Miss Lydia craignit que monsieur le lieutenant ne s'engageât dans une tirade d'enthousiasme.

- C'est très joli, dit-elle en bâillant. Pardon, mon père, j'ai un peu mal à la tête, je vais descendre dans ma chambre.

Elle baisa son père sur le front, fit un signe de tête majestueux à Orso et disparut. Les deux hommes causèrent alors chasse et guerre.

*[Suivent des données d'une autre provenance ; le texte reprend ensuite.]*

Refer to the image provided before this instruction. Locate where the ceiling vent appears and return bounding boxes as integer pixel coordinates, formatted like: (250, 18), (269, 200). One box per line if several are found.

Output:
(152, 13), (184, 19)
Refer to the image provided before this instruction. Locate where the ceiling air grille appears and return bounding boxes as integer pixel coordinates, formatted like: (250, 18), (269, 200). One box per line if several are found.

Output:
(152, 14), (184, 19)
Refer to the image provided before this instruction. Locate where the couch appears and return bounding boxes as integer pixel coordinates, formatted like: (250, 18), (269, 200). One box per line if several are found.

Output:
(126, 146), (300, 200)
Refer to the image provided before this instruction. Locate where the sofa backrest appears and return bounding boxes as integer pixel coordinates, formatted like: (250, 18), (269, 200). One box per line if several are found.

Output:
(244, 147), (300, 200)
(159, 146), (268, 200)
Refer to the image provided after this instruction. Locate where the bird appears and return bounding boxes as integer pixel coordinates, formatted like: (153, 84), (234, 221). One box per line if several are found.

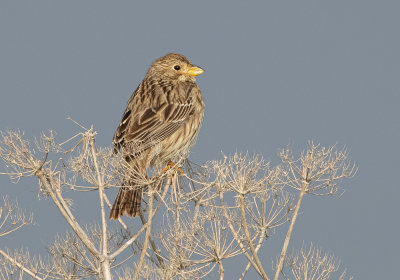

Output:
(109, 53), (204, 220)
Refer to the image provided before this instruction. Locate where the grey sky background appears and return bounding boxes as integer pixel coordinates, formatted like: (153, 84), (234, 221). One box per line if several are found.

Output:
(0, 0), (400, 279)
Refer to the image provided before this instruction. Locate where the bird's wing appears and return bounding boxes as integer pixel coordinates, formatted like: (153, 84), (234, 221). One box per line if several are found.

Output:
(113, 82), (198, 153)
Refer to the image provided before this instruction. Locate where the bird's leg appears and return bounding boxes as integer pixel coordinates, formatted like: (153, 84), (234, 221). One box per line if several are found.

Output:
(161, 161), (183, 175)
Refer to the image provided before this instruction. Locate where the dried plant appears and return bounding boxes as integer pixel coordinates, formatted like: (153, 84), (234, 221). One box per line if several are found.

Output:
(0, 126), (355, 279)
(278, 243), (352, 280)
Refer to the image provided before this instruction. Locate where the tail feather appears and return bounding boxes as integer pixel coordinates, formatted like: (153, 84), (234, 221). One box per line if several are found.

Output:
(109, 187), (143, 220)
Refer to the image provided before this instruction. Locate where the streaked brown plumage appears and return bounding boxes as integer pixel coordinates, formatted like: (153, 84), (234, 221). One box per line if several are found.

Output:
(109, 53), (204, 219)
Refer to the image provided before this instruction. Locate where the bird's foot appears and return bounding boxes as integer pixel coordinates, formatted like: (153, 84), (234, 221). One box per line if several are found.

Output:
(161, 161), (183, 175)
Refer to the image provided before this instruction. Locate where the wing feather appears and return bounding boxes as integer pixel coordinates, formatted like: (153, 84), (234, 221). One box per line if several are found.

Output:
(113, 82), (198, 153)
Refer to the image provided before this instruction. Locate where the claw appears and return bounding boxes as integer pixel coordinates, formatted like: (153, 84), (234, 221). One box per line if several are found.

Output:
(161, 161), (183, 175)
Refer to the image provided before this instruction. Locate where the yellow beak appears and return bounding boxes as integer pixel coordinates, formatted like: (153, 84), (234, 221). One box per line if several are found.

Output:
(187, 66), (204, 77)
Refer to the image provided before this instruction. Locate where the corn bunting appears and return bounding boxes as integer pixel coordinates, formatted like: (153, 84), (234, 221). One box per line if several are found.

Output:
(109, 53), (204, 219)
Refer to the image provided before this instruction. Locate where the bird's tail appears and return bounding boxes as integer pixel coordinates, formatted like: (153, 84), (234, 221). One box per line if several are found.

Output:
(109, 187), (143, 220)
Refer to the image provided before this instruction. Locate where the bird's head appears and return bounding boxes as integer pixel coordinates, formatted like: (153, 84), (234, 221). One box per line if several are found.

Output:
(146, 53), (204, 82)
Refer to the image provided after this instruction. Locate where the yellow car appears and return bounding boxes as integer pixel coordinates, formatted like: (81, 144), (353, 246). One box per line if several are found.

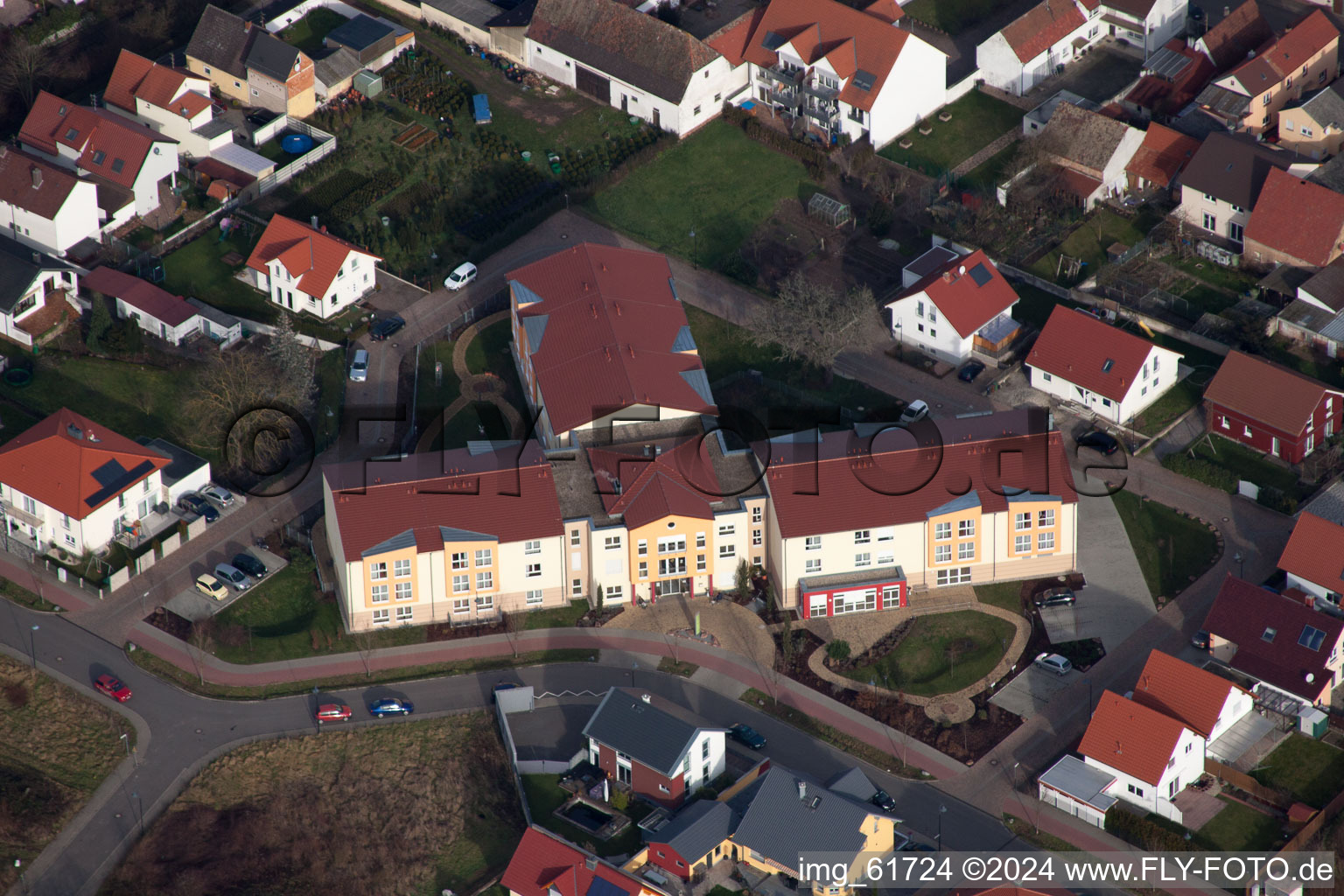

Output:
(196, 574), (228, 600)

Ils apprirent qu'à Waterloo, ils étaient en face l'un de l'autre, et qu'ils avaient dû échanger bien des balles. Leur bonne intelligence en redoubla. Tour à tour ils critiquèrent Napoléon, Wellington et Blücher, puis ils chassèrent ensemble le daim, le sanglier et le mouflon. Enfin, la nuit étant déjà très avancée, et la dernière bouteille de bordeaux finie, le colonel serra de nouveau la main au lieutenant et lui souhaita le bonsoir, en exprimant l'espoir de cultiver une connaissance commencée d'une façon si ridicule. Ils se séparèrent et chacun fut se coucher.